To measure performance, the Higher Education Department took the five-year average starting with fall 2011 and ending in spring 2016. The three-year average is from fall 2013 to spring 2016.

Nine of the 22 public community colleges had a score of 10, including the University of Arkansas-Pulaski Technical College, which once was the largest two-year school in the state before its enrollment dropped nearly 45 percent over the past five years.

Smith said the timing of the three- and five-year averages also has an effect, especially if the new year's enrollment and credentials are much larger or smaller than the one it replaces.

Northwest Arkansas Community College saw a decrease in enrollment for the year it added: It had 7,744 students in fall 2015, a 5 percent drop from the previous fall.

"The metrics of this performance funding structure rely heavily on year-to-year raw number of degrees and certificates awarded," college President Evelyn Jorgenson said. "When our enrollment began to decline in fall 2012, we knew there would be a corresponding decline in degrees and certificates awarded to follow, and that is exactly what happened. Fewer students enrolling eventually means fewer degrees and certificates awarded."

The college peaked in enrollment in fall 2011 with 8,528 students, and it set record numbers of credentials awarded in the 2012-13 school year, in the height of the recession, Jorgenson said. The 2012-13 school year fell out of the three-year average but remained in the five-year average, she said.

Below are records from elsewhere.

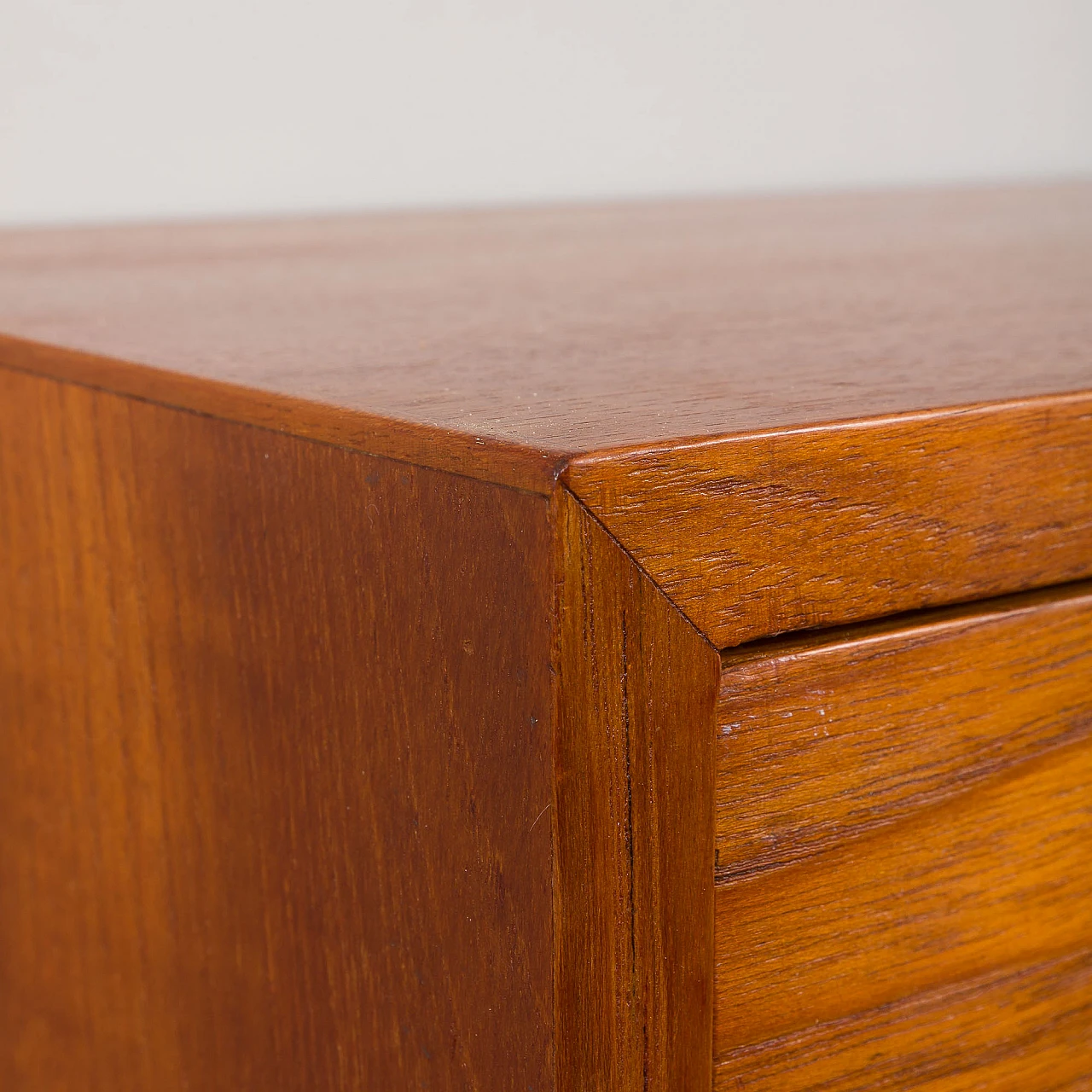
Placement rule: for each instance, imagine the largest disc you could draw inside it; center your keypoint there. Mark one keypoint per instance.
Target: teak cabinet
(619, 648)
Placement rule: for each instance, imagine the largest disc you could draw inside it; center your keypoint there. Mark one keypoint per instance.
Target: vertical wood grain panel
(276, 734)
(634, 894)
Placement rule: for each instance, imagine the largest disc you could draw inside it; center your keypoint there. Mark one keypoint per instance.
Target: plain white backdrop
(120, 109)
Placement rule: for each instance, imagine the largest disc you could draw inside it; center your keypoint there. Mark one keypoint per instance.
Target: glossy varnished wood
(717, 380)
(904, 842)
(999, 876)
(577, 328)
(371, 708)
(273, 755)
(634, 810)
(1008, 1031)
(828, 737)
(763, 534)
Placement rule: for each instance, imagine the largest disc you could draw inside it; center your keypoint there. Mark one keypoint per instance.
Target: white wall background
(133, 108)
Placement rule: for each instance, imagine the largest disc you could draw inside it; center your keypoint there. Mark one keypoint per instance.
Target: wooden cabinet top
(865, 402)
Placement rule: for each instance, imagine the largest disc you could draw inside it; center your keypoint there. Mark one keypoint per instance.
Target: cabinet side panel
(634, 819)
(276, 734)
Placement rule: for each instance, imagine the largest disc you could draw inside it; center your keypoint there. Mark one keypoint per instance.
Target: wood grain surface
(572, 330)
(1009, 1031)
(830, 736)
(634, 826)
(274, 756)
(764, 534)
(1002, 874)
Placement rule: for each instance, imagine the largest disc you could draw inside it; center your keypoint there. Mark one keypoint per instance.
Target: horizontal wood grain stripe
(485, 457)
(826, 737)
(1002, 874)
(1008, 1031)
(761, 534)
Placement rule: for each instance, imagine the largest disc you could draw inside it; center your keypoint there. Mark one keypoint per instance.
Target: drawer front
(904, 849)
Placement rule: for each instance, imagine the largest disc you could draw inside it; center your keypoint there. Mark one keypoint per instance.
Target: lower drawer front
(909, 900)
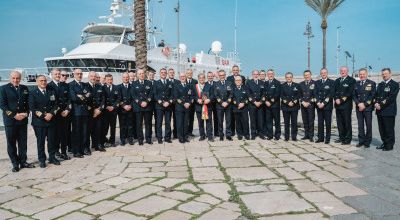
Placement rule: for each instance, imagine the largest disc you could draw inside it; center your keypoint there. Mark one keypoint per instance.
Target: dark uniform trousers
(324, 94)
(41, 103)
(223, 93)
(80, 96)
(240, 95)
(364, 92)
(290, 93)
(125, 117)
(308, 114)
(163, 92)
(62, 129)
(110, 117)
(272, 113)
(95, 123)
(192, 111)
(142, 92)
(344, 91)
(15, 100)
(183, 94)
(256, 93)
(386, 97)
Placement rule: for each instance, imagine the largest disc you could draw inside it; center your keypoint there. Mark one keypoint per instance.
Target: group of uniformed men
(77, 116)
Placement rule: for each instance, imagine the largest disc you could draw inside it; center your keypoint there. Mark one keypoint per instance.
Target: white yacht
(109, 48)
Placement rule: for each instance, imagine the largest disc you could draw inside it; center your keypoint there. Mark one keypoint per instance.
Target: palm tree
(140, 34)
(324, 8)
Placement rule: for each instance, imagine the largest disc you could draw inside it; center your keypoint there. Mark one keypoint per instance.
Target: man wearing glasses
(80, 95)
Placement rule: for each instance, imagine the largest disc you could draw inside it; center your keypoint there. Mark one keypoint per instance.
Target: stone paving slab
(256, 179)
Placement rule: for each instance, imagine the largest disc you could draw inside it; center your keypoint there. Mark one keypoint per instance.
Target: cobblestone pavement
(220, 180)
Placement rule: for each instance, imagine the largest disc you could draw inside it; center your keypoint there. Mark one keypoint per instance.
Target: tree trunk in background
(324, 26)
(140, 34)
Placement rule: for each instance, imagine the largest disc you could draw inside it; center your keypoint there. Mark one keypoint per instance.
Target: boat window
(101, 39)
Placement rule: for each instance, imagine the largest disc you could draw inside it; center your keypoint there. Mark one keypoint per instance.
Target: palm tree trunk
(140, 34)
(324, 26)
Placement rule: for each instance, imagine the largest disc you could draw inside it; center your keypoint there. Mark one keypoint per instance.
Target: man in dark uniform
(171, 78)
(62, 116)
(190, 81)
(96, 106)
(386, 109)
(14, 104)
(256, 98)
(132, 78)
(272, 105)
(163, 95)
(111, 111)
(324, 95)
(344, 86)
(125, 112)
(231, 79)
(307, 100)
(210, 81)
(364, 94)
(203, 96)
(142, 95)
(151, 78)
(80, 95)
(223, 96)
(290, 96)
(43, 104)
(240, 96)
(184, 98)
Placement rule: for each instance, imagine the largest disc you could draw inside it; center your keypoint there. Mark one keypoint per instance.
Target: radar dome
(216, 47)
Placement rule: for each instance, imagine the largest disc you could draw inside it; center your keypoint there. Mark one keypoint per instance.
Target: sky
(269, 32)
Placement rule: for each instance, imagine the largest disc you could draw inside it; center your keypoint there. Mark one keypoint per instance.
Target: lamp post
(308, 33)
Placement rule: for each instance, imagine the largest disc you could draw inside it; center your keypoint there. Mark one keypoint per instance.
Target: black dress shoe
(65, 157)
(380, 147)
(26, 165)
(87, 152)
(78, 155)
(54, 161)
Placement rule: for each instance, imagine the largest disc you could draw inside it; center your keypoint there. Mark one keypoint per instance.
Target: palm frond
(324, 7)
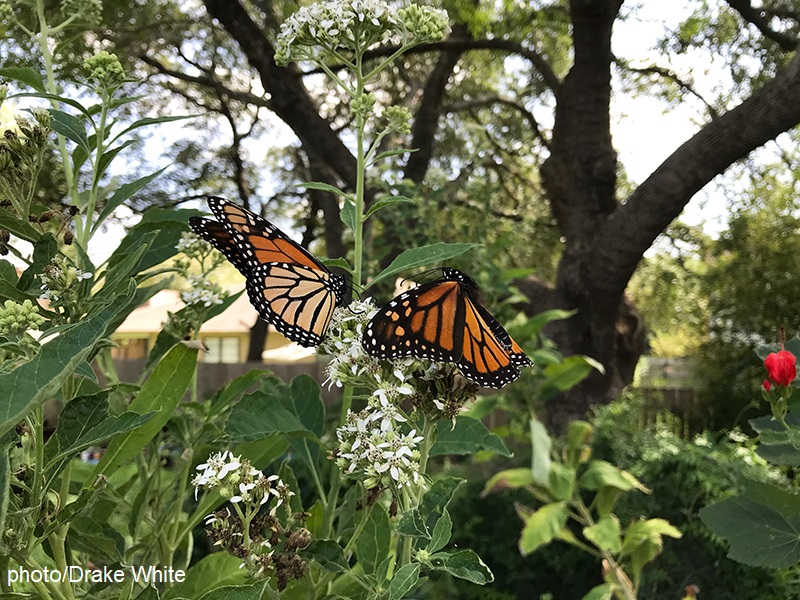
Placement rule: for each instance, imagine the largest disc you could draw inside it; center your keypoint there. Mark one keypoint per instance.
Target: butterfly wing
(297, 300)
(518, 356)
(218, 236)
(258, 240)
(484, 358)
(421, 322)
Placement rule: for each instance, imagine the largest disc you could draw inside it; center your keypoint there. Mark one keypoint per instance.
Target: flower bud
(781, 367)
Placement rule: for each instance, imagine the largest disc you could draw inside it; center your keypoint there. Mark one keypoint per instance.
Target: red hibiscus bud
(781, 367)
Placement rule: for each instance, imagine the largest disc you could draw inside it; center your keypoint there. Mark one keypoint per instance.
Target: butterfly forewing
(259, 240)
(297, 300)
(419, 323)
(218, 236)
(290, 288)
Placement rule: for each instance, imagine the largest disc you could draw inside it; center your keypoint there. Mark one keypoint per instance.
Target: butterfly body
(286, 284)
(444, 321)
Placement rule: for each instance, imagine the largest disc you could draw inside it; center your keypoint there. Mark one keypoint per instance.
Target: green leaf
(464, 564)
(384, 202)
(601, 474)
(542, 526)
(404, 581)
(541, 443)
(161, 393)
(124, 192)
(328, 554)
(467, 437)
(422, 256)
(605, 534)
(71, 127)
(151, 121)
(762, 526)
(44, 249)
(508, 479)
(84, 422)
(34, 382)
(254, 591)
(348, 215)
(569, 372)
(604, 591)
(412, 524)
(270, 411)
(441, 533)
(372, 546)
(26, 75)
(209, 573)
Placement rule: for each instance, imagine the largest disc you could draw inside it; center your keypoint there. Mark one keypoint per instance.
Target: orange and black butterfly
(290, 288)
(444, 321)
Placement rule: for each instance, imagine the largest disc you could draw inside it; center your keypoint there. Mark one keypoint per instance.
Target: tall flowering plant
(769, 511)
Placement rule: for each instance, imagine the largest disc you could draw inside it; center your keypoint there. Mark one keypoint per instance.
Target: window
(221, 350)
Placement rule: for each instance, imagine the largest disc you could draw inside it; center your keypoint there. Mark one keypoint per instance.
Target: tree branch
(633, 227)
(758, 17)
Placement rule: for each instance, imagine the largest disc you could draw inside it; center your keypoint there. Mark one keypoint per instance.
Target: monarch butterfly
(444, 321)
(289, 288)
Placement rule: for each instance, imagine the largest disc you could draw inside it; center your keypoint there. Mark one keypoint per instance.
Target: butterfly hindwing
(286, 284)
(444, 321)
(419, 323)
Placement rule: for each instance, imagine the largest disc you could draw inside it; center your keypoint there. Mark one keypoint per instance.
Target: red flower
(781, 367)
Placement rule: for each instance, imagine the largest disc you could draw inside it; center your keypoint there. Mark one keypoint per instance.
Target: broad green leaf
(464, 564)
(643, 541)
(605, 534)
(328, 554)
(542, 526)
(254, 591)
(762, 526)
(151, 121)
(412, 524)
(601, 474)
(32, 383)
(124, 192)
(604, 591)
(404, 581)
(161, 393)
(26, 75)
(372, 545)
(210, 572)
(98, 540)
(467, 437)
(422, 256)
(569, 372)
(437, 498)
(384, 202)
(541, 443)
(441, 533)
(108, 156)
(509, 479)
(234, 389)
(71, 127)
(84, 422)
(324, 187)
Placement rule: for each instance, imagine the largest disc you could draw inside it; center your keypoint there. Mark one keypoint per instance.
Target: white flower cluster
(355, 25)
(343, 342)
(372, 446)
(239, 482)
(202, 292)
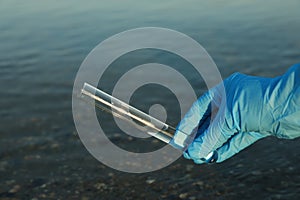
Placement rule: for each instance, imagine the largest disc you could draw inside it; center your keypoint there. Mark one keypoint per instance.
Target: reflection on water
(42, 44)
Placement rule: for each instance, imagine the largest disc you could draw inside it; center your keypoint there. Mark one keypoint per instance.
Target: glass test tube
(147, 123)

The college is starting to put together its improvement plan but "will certainly focus" on student-success initiatives, she said, adding that the college has begun "wraparound services," including a one-stop shop enrollment support center that is designed to support students from enrollment to earning a credential.

"We are also considering ramping up our degree audit efforts to better identify students who might be eligible for degrees and/or certificates that they may not have officially applied for," Jorgenson said.

Rich Mountain did not improve in its students progressing toward graduation, nor in its remedial students completing courses, Higher Education Department data show. The Mena college did see improvements in nonremedial students completing courses and credentials awarded.

It marked the first time the college has not scored a 10, said its chancellor, Phillip Wilson. Decreases in enrollment, coupled with the state's push a few years ago to award certificates as credentials, led to a data set with peaks and valleys for the school, he said, "which is not a good thing with respect to the current formula."

Smith said she expected the college's improvement plan to focus on retention efforts.

East Arkansas will have an opportunity to resubmit its data to the Higher Education Department, which will then run another report based on the new figures. The college switched student information and enterprise systems from one called POISE to another called Jenzabar, said Lindsay Midkiff, the school's director of public relations and marketing.

"We are still evaluating how the changeover in systems may have influenced our report," she said. "We are currently re-verifying previously submitted data, and will then submit any updated data to the Arkansas Department of Higher Education."

POISE is very unsophisticated, said Alisha Lewis, Higher Education Department associate director of communications.

"So whenever they are going from POISE to something that is more sophisticated, that's where some things get lost in translation," she said. "I mean, it's the same thing if you're using an old version of [Microsoft] Word. Sometimes you lose some formatting."